I have been working as an R&D Engineer for most of my professional life; it has only been in recent years that I have started to work with full-fledged product development for startups.

Within the R&D, most of the code that I have written had a lifetime of at most 2-3 months; once the paper or the technical document has been published, it becomes obsolete, or in the case of industry, the PoC is taken over by software team who rewrote it in their system. It was exceedingly rare for a need to revisit such codes. Furthermore, given the nature of prototyping in research, rarely was consideration given for long-term maintenance of the code.

The R&D approach does not scale well in the industry; when working on production-level products. Through much of my work, I have learned some MUST follow rules that have served me well, namely:

  1. Documentation Within the startup, it is common to have either external people working on the code or people working on their part/free time. This generally means that there are always multiple people on the same code base, which forms the basis of a significant problem! If you are busy with your full-time work or even taking time off (startups can be exhausting!) and there is a critical bug that needs a fix, then other people available would need to manage it. This would pose a major issue if they either do not fully know the programming language (over-optimized code, library, etc.) or cannot understand the underlying logic.

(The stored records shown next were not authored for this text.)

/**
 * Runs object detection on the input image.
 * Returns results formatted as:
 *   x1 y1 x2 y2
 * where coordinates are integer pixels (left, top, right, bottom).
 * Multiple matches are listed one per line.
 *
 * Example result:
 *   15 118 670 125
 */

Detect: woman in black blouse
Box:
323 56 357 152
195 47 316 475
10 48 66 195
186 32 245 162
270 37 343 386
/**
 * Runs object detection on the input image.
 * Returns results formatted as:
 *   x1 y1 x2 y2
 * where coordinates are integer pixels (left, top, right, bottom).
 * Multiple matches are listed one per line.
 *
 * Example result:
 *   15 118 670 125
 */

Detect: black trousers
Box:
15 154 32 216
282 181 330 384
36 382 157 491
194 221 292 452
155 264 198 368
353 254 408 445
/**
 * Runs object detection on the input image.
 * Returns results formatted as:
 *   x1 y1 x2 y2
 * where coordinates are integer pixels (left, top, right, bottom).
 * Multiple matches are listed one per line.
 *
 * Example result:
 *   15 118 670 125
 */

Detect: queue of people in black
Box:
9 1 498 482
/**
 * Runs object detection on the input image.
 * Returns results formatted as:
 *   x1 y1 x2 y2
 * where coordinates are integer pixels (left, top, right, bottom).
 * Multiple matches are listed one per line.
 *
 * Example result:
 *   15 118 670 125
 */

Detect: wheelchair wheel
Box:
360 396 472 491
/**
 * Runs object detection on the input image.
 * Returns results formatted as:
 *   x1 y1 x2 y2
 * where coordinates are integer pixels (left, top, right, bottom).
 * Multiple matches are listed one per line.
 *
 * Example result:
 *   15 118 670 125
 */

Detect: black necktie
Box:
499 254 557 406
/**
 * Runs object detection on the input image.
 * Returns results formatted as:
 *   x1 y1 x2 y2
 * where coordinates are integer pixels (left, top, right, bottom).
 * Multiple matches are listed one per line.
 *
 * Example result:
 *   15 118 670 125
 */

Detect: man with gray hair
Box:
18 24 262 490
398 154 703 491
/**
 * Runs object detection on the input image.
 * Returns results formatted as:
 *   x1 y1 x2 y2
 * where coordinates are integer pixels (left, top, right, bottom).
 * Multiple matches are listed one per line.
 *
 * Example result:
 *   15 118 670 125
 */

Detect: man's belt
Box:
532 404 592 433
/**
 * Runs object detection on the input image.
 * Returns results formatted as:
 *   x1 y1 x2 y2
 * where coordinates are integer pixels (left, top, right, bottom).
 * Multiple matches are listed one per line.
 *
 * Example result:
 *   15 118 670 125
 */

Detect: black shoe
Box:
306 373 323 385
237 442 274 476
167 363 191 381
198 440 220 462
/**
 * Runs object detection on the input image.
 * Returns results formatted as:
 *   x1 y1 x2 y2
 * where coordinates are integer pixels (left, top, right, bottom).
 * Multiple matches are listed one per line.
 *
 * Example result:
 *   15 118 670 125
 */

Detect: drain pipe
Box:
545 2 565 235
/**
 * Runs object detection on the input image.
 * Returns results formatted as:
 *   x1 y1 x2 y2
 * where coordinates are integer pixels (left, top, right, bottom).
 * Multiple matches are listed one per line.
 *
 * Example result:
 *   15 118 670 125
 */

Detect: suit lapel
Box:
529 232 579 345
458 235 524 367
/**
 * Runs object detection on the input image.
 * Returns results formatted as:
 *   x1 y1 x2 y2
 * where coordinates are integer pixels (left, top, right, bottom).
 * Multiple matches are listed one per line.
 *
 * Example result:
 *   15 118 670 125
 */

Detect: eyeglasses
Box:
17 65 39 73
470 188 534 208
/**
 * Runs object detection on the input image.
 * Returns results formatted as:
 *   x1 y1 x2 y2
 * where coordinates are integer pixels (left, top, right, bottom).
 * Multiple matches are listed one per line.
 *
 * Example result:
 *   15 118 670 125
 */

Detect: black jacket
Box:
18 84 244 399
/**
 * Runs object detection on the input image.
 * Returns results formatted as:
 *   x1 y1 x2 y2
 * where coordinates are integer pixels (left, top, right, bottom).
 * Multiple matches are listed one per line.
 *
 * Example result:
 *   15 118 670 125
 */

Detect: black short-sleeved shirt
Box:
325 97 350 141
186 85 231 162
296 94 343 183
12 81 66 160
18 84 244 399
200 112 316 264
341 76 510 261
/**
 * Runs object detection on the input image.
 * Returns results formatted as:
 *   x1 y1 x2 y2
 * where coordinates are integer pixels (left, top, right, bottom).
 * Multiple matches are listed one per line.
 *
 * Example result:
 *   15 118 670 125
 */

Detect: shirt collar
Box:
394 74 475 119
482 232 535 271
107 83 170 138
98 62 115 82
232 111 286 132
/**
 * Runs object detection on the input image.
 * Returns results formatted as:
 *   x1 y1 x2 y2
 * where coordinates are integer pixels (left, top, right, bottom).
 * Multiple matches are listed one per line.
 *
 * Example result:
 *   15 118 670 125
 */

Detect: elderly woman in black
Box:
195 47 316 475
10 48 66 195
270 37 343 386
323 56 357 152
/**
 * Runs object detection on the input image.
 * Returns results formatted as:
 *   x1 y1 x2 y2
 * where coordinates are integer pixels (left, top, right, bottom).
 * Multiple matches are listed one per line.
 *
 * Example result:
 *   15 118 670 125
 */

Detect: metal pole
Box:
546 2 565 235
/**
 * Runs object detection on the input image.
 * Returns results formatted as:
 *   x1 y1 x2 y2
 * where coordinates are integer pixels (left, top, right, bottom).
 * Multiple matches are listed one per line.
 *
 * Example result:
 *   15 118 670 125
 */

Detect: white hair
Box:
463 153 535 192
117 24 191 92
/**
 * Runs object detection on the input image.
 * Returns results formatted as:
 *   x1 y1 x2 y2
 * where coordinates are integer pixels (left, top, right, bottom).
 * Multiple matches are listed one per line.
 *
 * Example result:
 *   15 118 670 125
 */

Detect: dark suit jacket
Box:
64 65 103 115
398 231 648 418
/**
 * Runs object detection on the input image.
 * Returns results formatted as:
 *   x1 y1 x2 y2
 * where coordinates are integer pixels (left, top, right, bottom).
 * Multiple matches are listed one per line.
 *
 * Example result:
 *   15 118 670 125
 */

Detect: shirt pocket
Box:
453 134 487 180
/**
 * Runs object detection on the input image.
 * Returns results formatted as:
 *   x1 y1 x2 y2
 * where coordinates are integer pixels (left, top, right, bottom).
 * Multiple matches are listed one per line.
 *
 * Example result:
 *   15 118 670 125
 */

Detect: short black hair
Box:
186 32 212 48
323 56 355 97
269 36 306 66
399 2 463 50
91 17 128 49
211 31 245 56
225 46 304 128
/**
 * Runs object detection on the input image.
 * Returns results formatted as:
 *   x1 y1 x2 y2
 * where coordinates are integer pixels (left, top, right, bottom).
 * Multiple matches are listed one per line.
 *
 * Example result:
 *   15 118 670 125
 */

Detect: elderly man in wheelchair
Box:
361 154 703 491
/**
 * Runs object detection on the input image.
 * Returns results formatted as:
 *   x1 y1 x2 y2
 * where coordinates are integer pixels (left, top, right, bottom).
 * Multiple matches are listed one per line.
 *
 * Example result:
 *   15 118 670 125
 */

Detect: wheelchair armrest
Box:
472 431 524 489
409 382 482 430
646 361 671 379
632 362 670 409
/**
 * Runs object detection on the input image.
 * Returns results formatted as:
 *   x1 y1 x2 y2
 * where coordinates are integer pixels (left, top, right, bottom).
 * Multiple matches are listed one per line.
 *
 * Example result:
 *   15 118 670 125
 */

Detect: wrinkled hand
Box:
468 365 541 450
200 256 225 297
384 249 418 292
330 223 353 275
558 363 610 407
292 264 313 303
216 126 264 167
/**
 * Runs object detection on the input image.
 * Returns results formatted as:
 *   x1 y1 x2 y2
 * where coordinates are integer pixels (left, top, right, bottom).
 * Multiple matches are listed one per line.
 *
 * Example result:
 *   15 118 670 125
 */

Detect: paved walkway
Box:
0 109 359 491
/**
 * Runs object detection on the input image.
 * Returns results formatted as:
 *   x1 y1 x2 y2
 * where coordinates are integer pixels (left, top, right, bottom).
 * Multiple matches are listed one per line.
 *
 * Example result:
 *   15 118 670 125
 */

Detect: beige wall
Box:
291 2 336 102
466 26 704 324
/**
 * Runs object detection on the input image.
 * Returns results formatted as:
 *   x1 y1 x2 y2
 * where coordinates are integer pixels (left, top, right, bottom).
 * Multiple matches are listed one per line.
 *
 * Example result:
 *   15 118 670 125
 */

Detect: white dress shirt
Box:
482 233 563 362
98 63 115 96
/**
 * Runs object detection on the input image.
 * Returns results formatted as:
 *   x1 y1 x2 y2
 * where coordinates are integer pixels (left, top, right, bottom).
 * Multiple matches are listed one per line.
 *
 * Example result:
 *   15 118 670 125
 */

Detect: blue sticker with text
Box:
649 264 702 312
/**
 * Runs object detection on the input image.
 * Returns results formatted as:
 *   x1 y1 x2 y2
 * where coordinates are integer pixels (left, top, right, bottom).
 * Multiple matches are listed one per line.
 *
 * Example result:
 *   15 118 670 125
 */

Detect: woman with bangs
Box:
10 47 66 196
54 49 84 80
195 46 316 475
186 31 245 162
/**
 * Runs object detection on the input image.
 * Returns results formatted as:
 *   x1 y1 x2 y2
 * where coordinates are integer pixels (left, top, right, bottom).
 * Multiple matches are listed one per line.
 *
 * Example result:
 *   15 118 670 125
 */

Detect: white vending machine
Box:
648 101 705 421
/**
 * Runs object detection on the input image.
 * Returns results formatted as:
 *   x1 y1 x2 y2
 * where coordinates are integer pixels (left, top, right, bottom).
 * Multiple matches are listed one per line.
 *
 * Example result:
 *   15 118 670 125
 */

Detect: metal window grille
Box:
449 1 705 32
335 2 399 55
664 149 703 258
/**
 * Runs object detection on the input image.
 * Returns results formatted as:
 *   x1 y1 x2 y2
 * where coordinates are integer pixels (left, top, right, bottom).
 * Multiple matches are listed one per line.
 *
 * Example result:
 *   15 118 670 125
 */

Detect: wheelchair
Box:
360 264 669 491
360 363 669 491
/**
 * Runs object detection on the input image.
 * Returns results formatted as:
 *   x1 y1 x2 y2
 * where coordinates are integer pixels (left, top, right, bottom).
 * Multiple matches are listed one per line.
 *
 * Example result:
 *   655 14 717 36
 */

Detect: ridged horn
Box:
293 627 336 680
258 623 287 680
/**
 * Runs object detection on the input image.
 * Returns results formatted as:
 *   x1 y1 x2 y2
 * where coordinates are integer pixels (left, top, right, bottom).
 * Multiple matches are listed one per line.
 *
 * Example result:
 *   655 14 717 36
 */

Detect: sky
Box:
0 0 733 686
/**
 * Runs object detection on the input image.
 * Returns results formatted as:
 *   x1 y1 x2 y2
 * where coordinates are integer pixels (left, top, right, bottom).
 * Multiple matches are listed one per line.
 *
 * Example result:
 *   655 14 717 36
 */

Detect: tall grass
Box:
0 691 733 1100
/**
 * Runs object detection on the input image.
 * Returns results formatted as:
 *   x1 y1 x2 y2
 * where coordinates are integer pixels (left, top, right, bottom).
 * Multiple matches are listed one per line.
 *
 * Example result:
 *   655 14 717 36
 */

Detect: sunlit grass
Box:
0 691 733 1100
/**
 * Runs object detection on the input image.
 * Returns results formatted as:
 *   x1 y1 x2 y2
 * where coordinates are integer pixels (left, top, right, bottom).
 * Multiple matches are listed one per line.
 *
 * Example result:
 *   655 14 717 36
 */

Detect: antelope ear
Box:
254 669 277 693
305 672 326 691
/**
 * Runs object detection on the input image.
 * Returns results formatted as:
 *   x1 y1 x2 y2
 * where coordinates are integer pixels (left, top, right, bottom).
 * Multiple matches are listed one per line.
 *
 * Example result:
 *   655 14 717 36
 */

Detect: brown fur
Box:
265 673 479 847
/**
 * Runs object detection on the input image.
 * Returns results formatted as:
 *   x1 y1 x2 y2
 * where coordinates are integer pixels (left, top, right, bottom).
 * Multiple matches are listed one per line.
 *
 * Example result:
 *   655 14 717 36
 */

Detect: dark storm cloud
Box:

    Always write the specification and a justification over the choice of implementation (if any)

  2. Smart coding It is always tempting to write optimized code that seems a clever workaround. Although this may sound to be great, there is a significant trade-off that is sometimes not considered, namely, the maintainability and clarity of the code.

    Always follow the KISS (Keep it simple stupid!) principle. Start with simple code while focusing on optimization once the base functionalities are implemented and working as intended.

  3. Dependency hell Tempting to always use that small library that allows you to implement the logic you are looking at quickly. It is a double-edged sword… Using many libraries leads to dependency hell that may even make you susceptible to security exploits (See: Dependency Attack).

    Periodically review the dependencies, write the code snippet that would help avoid importing too large dependencies.

  4. Enforce tests and good practices Harmful code patterns and lack of proper integration tests can lead to significant issues, especially at later stages of the development.

    Enforce good code patterns that would prevent bad code smells. Many tools allow this (e.g., SonarCloud), integration tests (via GitHub actions), and active endpoint monitoring (Sentry).

  5. Data types and structures It is vital to use the right data structures for the code for the program flow to be smooth without increasing the complexity of converting the data types from one to another. Similarly, functions that are too restrictive in terms of assumptions would boggle down further down the line.

    Start with a well-documented structure and clarify the type to be used while keeping modularization in mind.